Among the limitations of this study are the unblinded design, the short duration of intervention, the sex imbalance and the lack of objective quantification of physical activity level. The study was designed to address numerous endpoints (ESM Table 2). As stated, this possesses an important limitation due to multiplicity and the risk of false-positive findings. Hence, secondary, and especially exploratory, endpoints must be interpreted with caution and further studies are warranted to reproduce and confirm our present findings. We chose not to use a washout period between the two 6 week periods. There were several reasons for this. First, HbA1c reflects the average glucose level over the previous 2–3 months, and to obtain equilibrium on HbA1c a similar washout period is required. Second, the participants’ eating habits during a washout period might be influenced by the first study period. This could, subsequently, influence baseline values of the second study period. Third, we wanted to minimise the dropout rate by reducing the already very large burden of the study for the participants. The strengths of the present study were the low dropout rate, the equal control of body weight in the two diet groups and the high adherence to study diets ensured by full meal provision and close surveillance of study participants. Moreover, compliance was confirmed by quantification of 24 h urinary urea excretion.
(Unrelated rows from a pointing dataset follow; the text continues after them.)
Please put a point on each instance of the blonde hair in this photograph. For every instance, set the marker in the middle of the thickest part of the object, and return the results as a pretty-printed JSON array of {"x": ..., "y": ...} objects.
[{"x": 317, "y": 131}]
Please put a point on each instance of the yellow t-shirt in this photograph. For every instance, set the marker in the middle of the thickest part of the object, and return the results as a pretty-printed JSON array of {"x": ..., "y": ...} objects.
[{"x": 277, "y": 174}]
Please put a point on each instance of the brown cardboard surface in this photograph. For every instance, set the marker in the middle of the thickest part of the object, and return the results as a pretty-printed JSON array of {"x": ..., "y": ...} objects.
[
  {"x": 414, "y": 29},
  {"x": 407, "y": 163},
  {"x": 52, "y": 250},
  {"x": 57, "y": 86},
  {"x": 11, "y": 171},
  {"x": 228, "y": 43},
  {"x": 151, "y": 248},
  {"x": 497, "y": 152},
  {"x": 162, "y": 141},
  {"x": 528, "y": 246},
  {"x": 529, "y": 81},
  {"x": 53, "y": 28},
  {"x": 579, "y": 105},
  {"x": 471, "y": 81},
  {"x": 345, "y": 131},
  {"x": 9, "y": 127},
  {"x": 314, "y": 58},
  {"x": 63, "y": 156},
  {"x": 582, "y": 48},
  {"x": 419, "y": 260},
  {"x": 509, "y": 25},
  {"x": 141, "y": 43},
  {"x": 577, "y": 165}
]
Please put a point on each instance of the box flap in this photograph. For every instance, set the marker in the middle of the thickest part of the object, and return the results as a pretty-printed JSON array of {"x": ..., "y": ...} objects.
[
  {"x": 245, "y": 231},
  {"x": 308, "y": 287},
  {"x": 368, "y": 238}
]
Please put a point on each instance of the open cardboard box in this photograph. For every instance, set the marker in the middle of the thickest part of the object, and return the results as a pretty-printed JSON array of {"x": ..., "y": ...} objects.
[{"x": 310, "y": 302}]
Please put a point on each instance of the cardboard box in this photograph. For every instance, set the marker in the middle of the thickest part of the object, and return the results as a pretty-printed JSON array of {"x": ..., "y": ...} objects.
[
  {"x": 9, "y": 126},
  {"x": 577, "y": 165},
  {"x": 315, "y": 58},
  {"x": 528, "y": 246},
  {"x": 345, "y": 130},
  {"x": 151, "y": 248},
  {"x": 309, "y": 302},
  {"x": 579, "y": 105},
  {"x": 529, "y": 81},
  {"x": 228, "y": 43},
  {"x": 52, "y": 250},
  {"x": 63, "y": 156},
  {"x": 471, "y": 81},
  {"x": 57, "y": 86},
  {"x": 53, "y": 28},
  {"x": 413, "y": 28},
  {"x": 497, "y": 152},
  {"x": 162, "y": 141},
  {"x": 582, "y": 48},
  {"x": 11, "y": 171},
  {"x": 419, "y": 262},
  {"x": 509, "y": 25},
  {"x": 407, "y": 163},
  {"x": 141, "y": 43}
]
In conclusion, we found that a CRHP diet, as compared with a CD diet, decreased hepatic and pancreatic fat content and improved glycaemic control in well-controlled participants with type 2 diabetes during 6 weeks of food provision and stable body weight conditions. This calls for future studies to elucidate the long-term beneficial effects and feasibility of CRHP diets in a real-life setting.